(INTELLIHUB) — A memorandum dated June 20, 1995, from the Defense Intelligence Agency’s Director of Research and Development with the subject line: “Star Gate — Program Status, Proposed Options” was hand delivered to the agency’s Executive Director as a follow up to the under-the-radar transfer of the ‘Star Gate program SG-1A’ on June 1, 1995 to the Central Intelligence Agency (CIA) making SG-1A fully dark.
The memo made the program sound like a failure. It asked that the details of the then old program become declassified to appease the general public and even mentioned how the program was repackaged.
The new CIA Program (CIAP) was kicked offed with a $500,000 slush fund and came with 10 civilian billets (i.e. civilian safe houses where up the 10 Star Gate teams would eventually operate from).
The DIA’s version of the Star Gate program used remote viewers as admitted in the memo.

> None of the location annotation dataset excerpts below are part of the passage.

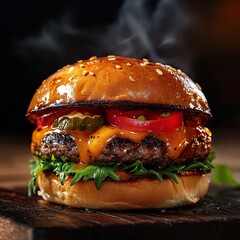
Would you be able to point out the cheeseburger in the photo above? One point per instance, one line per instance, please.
(120, 133)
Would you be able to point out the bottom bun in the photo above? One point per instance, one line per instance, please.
(136, 194)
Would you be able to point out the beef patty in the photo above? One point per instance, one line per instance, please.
(150, 150)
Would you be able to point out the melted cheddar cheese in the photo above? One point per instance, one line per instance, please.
(91, 144)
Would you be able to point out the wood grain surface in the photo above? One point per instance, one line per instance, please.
(217, 216)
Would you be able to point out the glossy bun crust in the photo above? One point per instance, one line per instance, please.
(138, 194)
(118, 80)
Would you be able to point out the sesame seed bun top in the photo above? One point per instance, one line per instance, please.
(116, 80)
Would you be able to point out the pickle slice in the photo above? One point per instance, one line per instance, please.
(78, 121)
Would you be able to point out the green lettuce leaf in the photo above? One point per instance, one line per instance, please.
(63, 168)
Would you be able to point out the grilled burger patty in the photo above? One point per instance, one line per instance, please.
(150, 150)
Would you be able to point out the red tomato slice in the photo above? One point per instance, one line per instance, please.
(47, 119)
(154, 120)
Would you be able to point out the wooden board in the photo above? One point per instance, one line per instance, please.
(217, 216)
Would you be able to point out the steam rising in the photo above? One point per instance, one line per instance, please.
(158, 31)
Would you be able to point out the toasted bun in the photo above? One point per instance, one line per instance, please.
(138, 194)
(118, 81)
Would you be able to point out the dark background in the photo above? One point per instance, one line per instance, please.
(200, 37)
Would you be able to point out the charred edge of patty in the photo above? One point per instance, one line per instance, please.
(121, 151)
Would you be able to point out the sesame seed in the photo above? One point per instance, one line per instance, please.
(180, 72)
(71, 68)
(85, 73)
(132, 79)
(144, 64)
(93, 58)
(198, 86)
(118, 66)
(170, 68)
(159, 71)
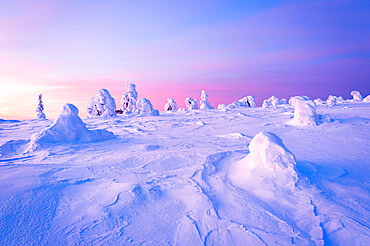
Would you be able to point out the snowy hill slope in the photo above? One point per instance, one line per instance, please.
(168, 180)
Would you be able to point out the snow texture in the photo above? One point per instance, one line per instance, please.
(102, 105)
(68, 127)
(304, 111)
(170, 105)
(204, 104)
(129, 98)
(191, 103)
(40, 109)
(145, 107)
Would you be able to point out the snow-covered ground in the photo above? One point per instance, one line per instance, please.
(188, 178)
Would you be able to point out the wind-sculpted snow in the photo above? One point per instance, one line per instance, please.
(190, 177)
(68, 127)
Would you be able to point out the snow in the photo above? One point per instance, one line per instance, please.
(129, 98)
(241, 176)
(145, 107)
(191, 103)
(170, 105)
(204, 104)
(356, 96)
(304, 111)
(102, 105)
(68, 127)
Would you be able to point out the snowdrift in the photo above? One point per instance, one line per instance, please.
(68, 127)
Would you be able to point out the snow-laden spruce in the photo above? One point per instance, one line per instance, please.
(102, 105)
(129, 98)
(145, 107)
(269, 172)
(204, 104)
(356, 96)
(191, 103)
(273, 101)
(68, 127)
(40, 109)
(248, 101)
(170, 105)
(304, 111)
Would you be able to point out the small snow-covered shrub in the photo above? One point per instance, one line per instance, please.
(40, 109)
(204, 104)
(68, 127)
(102, 105)
(191, 103)
(367, 99)
(145, 107)
(170, 105)
(304, 111)
(356, 96)
(129, 98)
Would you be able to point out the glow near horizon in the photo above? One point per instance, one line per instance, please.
(68, 50)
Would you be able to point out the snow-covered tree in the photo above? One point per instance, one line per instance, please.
(129, 98)
(145, 107)
(204, 104)
(304, 111)
(40, 109)
(356, 96)
(191, 103)
(170, 105)
(101, 105)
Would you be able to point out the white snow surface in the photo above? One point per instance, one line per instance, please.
(243, 176)
(191, 103)
(68, 127)
(145, 107)
(102, 105)
(204, 104)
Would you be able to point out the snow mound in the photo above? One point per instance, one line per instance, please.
(304, 111)
(68, 127)
(367, 99)
(102, 105)
(191, 103)
(204, 104)
(129, 98)
(145, 107)
(273, 101)
(356, 96)
(170, 105)
(268, 166)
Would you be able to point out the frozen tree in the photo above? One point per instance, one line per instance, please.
(170, 105)
(144, 107)
(304, 111)
(191, 103)
(101, 105)
(40, 109)
(129, 98)
(68, 127)
(204, 104)
(356, 96)
(367, 99)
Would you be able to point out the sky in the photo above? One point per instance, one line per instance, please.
(68, 50)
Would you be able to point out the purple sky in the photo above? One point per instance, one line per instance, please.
(67, 50)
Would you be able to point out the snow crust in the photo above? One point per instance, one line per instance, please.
(102, 105)
(204, 104)
(304, 111)
(145, 107)
(68, 127)
(170, 105)
(191, 103)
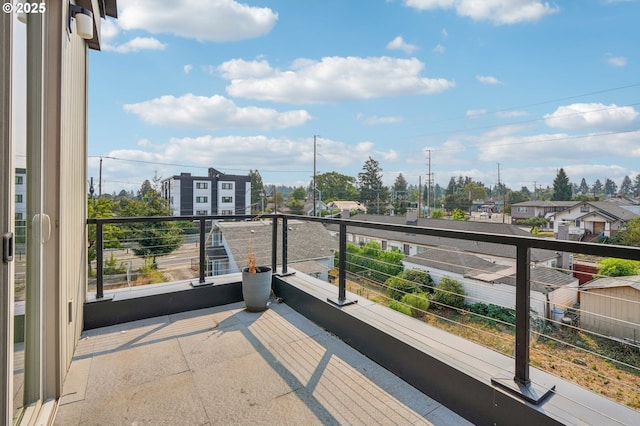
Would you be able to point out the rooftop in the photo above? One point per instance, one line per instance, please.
(226, 365)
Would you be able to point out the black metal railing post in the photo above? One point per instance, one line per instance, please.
(274, 244)
(523, 306)
(521, 383)
(202, 255)
(342, 269)
(99, 261)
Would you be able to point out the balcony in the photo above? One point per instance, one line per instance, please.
(476, 381)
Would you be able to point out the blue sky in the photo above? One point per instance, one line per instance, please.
(523, 86)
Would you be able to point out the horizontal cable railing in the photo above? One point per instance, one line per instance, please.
(516, 302)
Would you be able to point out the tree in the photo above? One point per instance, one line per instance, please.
(335, 186)
(597, 187)
(610, 187)
(449, 293)
(636, 185)
(400, 194)
(295, 206)
(583, 188)
(298, 193)
(153, 239)
(257, 188)
(630, 234)
(612, 267)
(372, 191)
(626, 187)
(561, 187)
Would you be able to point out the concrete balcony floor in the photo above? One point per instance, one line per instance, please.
(225, 365)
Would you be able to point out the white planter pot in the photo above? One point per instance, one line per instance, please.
(256, 288)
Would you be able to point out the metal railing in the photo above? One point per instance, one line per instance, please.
(521, 383)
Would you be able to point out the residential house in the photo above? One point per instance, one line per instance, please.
(611, 306)
(311, 246)
(412, 244)
(214, 194)
(589, 219)
(351, 206)
(50, 54)
(492, 283)
(537, 209)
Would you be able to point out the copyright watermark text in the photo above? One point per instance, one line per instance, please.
(20, 7)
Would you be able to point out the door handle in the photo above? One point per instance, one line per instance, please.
(7, 247)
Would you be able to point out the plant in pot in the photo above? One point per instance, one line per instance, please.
(256, 283)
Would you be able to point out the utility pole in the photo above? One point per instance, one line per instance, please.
(314, 176)
(428, 182)
(100, 180)
(419, 195)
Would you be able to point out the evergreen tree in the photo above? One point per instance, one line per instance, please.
(257, 188)
(562, 190)
(610, 187)
(583, 188)
(626, 187)
(636, 185)
(596, 188)
(372, 192)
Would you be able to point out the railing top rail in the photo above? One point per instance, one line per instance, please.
(605, 250)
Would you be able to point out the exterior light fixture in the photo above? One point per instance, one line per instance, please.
(84, 21)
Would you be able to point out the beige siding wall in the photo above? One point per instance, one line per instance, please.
(73, 199)
(611, 311)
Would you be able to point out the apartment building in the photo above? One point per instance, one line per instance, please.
(214, 194)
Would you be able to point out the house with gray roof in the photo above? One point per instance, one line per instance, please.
(611, 306)
(537, 208)
(412, 244)
(488, 282)
(311, 246)
(589, 219)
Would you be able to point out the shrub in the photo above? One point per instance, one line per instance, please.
(449, 293)
(111, 266)
(494, 312)
(418, 303)
(399, 306)
(408, 281)
(613, 267)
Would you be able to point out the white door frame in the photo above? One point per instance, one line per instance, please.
(7, 197)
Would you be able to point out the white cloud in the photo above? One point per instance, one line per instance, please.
(616, 61)
(475, 113)
(218, 21)
(511, 114)
(488, 79)
(215, 112)
(375, 120)
(499, 12)
(331, 79)
(439, 48)
(135, 45)
(398, 43)
(593, 115)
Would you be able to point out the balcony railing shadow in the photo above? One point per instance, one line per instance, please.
(229, 366)
(524, 277)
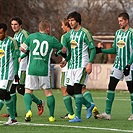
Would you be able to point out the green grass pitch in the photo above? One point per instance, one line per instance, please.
(120, 112)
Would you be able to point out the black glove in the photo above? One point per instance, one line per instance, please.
(126, 70)
(16, 77)
(98, 50)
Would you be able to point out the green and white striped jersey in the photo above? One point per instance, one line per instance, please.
(40, 46)
(9, 59)
(123, 45)
(21, 37)
(79, 42)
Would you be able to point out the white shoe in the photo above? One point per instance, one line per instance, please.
(104, 116)
(11, 122)
(130, 118)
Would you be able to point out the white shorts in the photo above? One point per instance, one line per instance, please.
(6, 84)
(37, 82)
(76, 76)
(118, 74)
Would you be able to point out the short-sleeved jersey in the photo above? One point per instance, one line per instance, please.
(40, 46)
(123, 44)
(10, 49)
(21, 37)
(80, 42)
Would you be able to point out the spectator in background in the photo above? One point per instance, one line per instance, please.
(101, 57)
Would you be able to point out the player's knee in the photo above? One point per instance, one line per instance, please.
(21, 89)
(13, 89)
(4, 95)
(77, 88)
(70, 90)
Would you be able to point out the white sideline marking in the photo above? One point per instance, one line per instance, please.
(68, 126)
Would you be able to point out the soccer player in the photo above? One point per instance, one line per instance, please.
(123, 48)
(21, 35)
(9, 70)
(78, 41)
(40, 46)
(66, 97)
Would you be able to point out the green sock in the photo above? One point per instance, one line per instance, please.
(86, 103)
(14, 99)
(131, 97)
(78, 103)
(27, 101)
(68, 104)
(51, 105)
(35, 99)
(1, 104)
(9, 106)
(109, 101)
(87, 95)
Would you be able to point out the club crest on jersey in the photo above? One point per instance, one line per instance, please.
(2, 53)
(73, 44)
(120, 43)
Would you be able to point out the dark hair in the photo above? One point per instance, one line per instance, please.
(16, 18)
(124, 15)
(65, 20)
(75, 15)
(3, 26)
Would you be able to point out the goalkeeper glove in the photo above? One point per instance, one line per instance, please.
(126, 70)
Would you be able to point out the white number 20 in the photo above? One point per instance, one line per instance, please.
(41, 46)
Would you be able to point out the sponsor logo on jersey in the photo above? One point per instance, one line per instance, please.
(120, 43)
(73, 44)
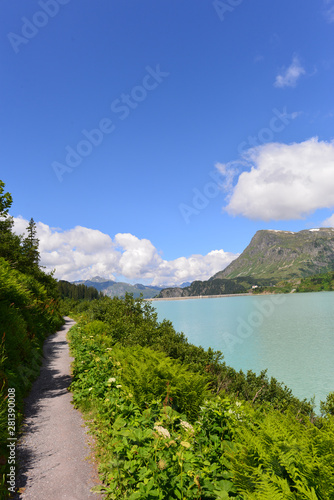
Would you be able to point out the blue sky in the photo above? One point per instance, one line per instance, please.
(150, 140)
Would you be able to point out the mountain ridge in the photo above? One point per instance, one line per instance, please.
(271, 256)
(118, 288)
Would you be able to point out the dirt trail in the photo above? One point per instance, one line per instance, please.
(54, 447)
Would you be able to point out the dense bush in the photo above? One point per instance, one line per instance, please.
(133, 322)
(152, 446)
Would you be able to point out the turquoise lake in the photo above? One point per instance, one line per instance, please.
(290, 335)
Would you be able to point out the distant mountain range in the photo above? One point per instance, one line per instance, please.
(119, 289)
(271, 256)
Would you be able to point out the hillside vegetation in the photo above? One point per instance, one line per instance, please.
(284, 255)
(271, 257)
(318, 283)
(29, 311)
(172, 421)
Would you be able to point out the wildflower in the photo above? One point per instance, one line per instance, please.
(162, 431)
(162, 464)
(186, 426)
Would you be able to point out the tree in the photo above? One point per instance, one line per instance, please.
(30, 245)
(10, 243)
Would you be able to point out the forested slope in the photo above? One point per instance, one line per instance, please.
(29, 311)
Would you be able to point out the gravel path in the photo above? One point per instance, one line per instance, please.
(54, 447)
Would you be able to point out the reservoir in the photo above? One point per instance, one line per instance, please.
(290, 335)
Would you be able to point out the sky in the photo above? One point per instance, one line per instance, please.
(150, 140)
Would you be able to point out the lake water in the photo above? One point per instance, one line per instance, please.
(290, 335)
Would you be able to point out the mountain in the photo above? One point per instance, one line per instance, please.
(284, 254)
(270, 257)
(119, 289)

DIA remote viewers don’t actually physically travel through a stargate per se but rather view events, past, present, and future, remotely through what’s known as a ‘viewing session,’ almost like a lucid dream but much more vivid.
During a viewing session the viewer is typically provided a sealed envelop containing a 3×5 card in it with instructions and coordinates of the target as other declassified CIA documents reveal.
The thing is, the DIA program also continued but went dark under the name “Stargate,” written as all one word and still continues to this day.
The newer DIA “Stargate” program was garnering $2,000,000 per year back in 2016, a declassified CIA document reveals — so imagine what the budget is today, for both the DIA and CIA.
It’s also believed that the CIAP was weaponized to allow for physical transfers through actual stargates, as seen in the hit TV series “Stargate SG-1” and remains totally secret, while the DIAP remains known to the members of the Senate and receives a semi-public budget yearly.
The show Stargate SG-1 was nothing more than predictive programming to hide the above top secret reality in plain sight. It is now burned into people’s minds that the program is a fantasy, despite the fact that it’s very real.
Aside from speculation, what we do know is that the CIA was testing remote viewing since the 1970’s, two-and-a-half decades before the agency acquired the DIA program in 1995, and three-and-a-half decades before ‘Stargate teams,’ such as the Army 9-Line Response Team “Stargate 13” and others were identified to be on patrol in Iraq in 2005.